A salto de cata
«Comer es como besar: si no se hace por gusto, mejor apretar los labios»
Las elecciones importantes son las gastronómicas. Lo razona Virginia Woolf en Una habitación propia: no se puede pensar bien, amar bien, dormir bien, si no se ha comido bien. Las jornadas de reflexión deberían ser, pues, jornadas de digestión, y un candidato decente aquel que velara por nuestro derecho a una despensa nutrida. Se ha hecho popular la serie Shtisel, que cuenta el día a día de una familia judía jaredí y que es un continuo «voulez-vous kosher avec moi». La cocina ultraortodoxa no tienta como los espaguetis de Tony Soprano, pero, enmascarillados el resto de placeres, comer es el gozo que nos queda. Lo corrobora una encuesta: a causa de la pandemia, los españoles nos alimentamos más por deleite y menos por salud, costumbre o practicidad. Estiman —vaya usted a saber cómo— que en 2020 se consumió 2.445 millones de veces más por placer que en 2019. Esto de comer por placer a una le parece redundante. Comer es como besar: si no se hace por gusto, mejor apretar los labios.
El optimismo nace de un estómago satisfecho. Pocos en la cocina pueden decir que no tienen pasta, y basta algo de aceite y ajo para descorchar la alegría y decantar las conversaciones. Comer aviva el asombro: cualquiera se siente Colón —hasta el más irritable— al descubrir un nuevo continente de sabor.
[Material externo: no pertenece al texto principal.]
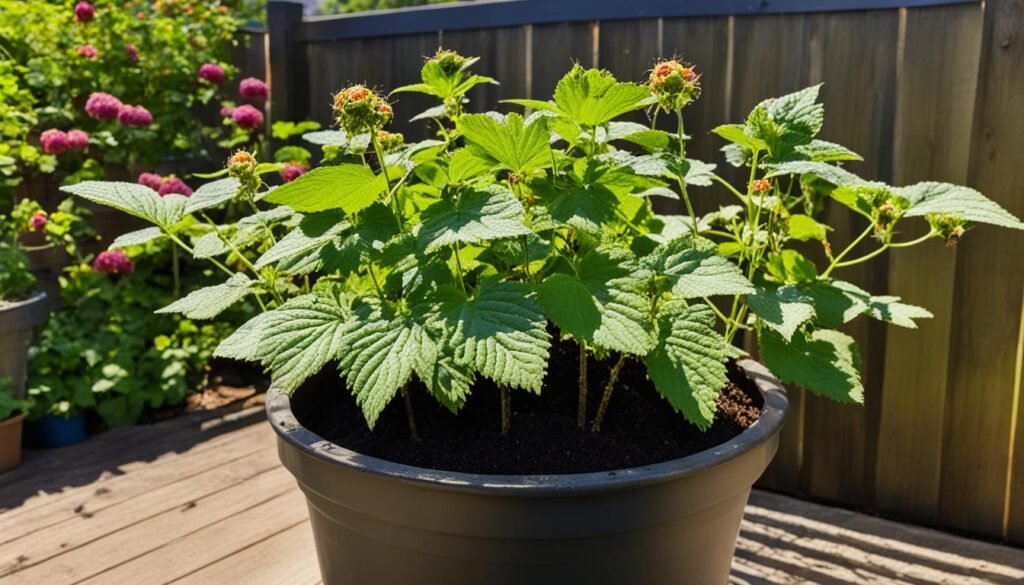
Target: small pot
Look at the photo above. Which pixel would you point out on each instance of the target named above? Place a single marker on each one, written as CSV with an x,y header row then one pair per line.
x,y
16,322
10,443
55,430
672,523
No hay fiesta tan estimulante como el bullicio de una cocina en Navidad ni nostalgia como la que se apoltrona en la lengua: un risotto de avellanas en el Tian de Viena; los tagliolini al tartufo de la florentina Enoteca Pinchiorri; la empanada de zamburiñas del coruñés Muiño do Vento; la dulzura in-nata de Portugal; el cocido de mi madre; la tortilla de patatas o el pesto de mi santo, que posee esa sensualidad arrebatadora de los hombres en delantal, dispuestos a instruirte en su comesutra. Arturo Fernández opinaba que la viagra más efectiva era la fabada; no precisó si con almejas.
La gastronomía, concebollismos y sincebollismos aparte, es conciliadora: tradición y vanguardia jugando al Enredos sin que el presente salga dislocado. «El placer de la mesa es de todas las edades, de todas las condiciones, de todos los países y de todos los días», explica Brillat-Savarin en Fisiología del gusto. El placer de la mesa es el verdadero consenso. Nadie rechazaría una panchineta o una paella valenciana. Ni el nacionalismo más cerril osaría secarle el sudor al jamón de Guijuelo. Todos tenemos, como Camba, un estómago unitario y un apetito federal.
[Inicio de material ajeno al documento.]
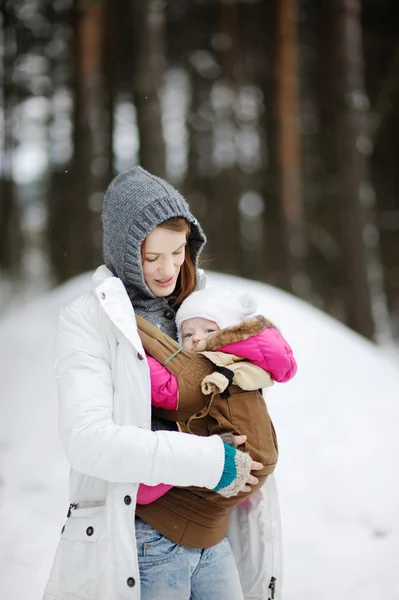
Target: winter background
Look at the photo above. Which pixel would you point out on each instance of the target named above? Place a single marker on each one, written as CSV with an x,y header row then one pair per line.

Cunqueiro confesó que hubiera querido ser cocinero de un ministro; de un ministro gallego del siglo pasado y guisar a lo grande. Una es más de comer a lo grande. ¡La gula del norte! En casa, de hecho, defendemos el desayuno intermitente. Toda mi ambición es vivir a salto de cata, hacer más el cannoli que el panoli, caer cada mañana en el mantequilloso abrazo de un cruasán, rebañar los huevos fritos igual que el sol de invierno, ver nevar lascas de trufa blanca, hacer de tapas corazón. A mí, que la visión de la luna me impresiona menos que la de una media luna, cuando muera no me lleve flores, lléveme platillos con viandas, como hacen los chinos. Foxá cuenta que una amiga suya de La Habana le preguntó burlonamente a su cocinero asiático:
—¿Con qué estómago digieren vuestros muertos esa comida?
—Con el mismo olfato con que los vuestros huelen las flores que les ponéis.